Istituto Zooprofilattico Sperimentale del Lazio e della Toscana M. Aleandri

Influenza aviaria: Il comunicato dell’OIE

A causa dell’intensificarsi dei focolai nel pollame e negli uccelli selvatici, l’Organizzazione mondiale della salute degli animali chiede che venga applicata una maggiore sorveglianza.

Negli ultimi 6 mesi da piu’ di 40 paesi sono stati segnalati vari sottotipi di influenza aviaria ad alta patogenicità.

L’andamento stagionale dell’influenza aviaria è ormai un dato consolidato, con un numero  di focolai che solitamente aumenta nel periodo compreso tra ottobre fino ad aprile dell’ emisfero settentrionale; sono quasi 16.000 i casi di HPAI ( influenza aviaria ad alta patogenicità) segnalati questo ottobre negli uccelli domestici e selvatici.

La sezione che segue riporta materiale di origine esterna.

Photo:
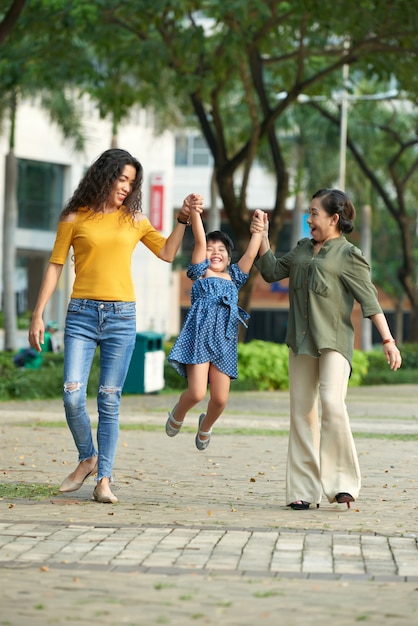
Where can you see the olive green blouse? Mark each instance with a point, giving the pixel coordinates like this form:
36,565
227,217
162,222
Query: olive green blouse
322,290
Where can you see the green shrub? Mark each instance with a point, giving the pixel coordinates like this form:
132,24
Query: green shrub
264,364
379,372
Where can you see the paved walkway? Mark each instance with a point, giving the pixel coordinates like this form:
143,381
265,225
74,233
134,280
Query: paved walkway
206,537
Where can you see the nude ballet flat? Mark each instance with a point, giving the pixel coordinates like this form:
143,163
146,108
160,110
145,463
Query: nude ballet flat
71,485
105,496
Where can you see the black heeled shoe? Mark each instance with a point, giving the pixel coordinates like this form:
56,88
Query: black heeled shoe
301,505
344,497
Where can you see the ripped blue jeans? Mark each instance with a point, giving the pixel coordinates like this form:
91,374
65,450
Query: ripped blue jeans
112,327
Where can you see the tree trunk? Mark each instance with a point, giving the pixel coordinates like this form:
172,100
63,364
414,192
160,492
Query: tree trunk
9,252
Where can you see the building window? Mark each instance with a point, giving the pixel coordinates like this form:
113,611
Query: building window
192,151
40,194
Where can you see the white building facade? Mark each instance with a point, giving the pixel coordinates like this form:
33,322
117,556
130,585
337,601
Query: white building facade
49,171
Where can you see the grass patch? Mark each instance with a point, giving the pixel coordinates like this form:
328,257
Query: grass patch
28,491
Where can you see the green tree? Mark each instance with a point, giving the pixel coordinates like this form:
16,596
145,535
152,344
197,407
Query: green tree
242,65
383,142
9,15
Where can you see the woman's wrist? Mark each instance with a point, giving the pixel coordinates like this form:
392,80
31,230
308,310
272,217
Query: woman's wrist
183,218
389,340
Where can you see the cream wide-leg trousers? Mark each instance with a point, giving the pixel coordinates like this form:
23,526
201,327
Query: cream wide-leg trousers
321,455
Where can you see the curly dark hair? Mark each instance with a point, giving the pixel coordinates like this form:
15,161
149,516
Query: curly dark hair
96,184
337,202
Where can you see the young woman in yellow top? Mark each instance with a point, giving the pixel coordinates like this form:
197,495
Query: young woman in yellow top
103,223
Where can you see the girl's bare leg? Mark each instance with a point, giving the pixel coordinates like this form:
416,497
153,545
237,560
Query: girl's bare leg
219,392
197,377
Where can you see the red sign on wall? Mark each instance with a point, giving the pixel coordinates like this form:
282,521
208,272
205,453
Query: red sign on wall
156,212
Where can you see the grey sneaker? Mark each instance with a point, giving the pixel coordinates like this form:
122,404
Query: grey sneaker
202,444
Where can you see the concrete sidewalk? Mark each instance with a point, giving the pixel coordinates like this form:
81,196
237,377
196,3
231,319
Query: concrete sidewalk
206,537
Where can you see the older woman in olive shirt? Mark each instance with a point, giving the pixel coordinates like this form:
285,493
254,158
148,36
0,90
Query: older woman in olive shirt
327,274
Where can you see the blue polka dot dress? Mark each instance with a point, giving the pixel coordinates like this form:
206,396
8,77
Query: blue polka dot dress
210,330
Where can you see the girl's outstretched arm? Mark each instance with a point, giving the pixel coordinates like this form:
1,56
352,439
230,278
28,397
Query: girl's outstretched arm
246,261
199,235
192,203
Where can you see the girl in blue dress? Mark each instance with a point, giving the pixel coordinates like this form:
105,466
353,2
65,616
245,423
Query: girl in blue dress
207,348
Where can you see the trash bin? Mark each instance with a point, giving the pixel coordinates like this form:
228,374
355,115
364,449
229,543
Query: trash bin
146,370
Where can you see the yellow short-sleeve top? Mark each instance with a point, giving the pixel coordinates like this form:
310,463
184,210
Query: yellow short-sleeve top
103,244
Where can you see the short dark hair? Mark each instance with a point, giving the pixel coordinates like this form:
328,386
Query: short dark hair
218,235
334,201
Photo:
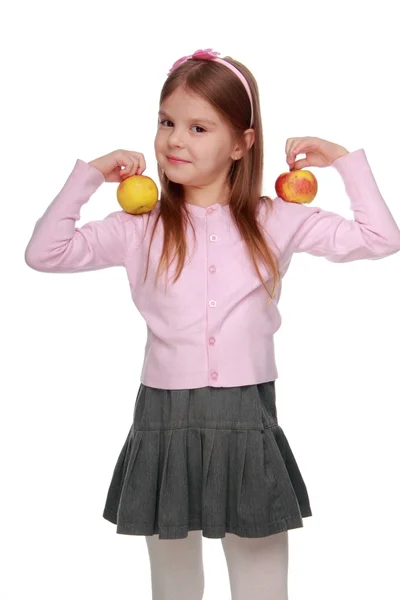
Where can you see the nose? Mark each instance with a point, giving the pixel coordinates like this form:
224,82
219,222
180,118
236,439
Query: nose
175,138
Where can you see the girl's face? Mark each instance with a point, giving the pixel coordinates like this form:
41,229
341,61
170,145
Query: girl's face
191,130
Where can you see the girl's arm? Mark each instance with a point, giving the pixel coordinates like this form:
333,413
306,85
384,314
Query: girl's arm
373,233
56,245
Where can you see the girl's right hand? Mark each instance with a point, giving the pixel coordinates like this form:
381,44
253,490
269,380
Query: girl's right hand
110,165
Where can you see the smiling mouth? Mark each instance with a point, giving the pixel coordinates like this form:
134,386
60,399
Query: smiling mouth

La malattia, presente allo stato attuale in Africa, Asia ed Europa, rappresenta una grave minaccia per l’assetto economico dei paesi, andando a costituire una delle priorità dell’Alleanza Tripartita ( FAO, OIE e OMS). In alcune rare condizioni ( personale a stretto contatto con volatili infetti) l’Influenza aviaria puo’ infatti assumere un potenziale rischio per l’uomo,  l’approccio con cui deve essere affrontata è così di tipo globale, identificandosi in quello del “One Health”; la salute umana, la salute animale e la salute ambientale, sono intrinsecamente interdipendenti.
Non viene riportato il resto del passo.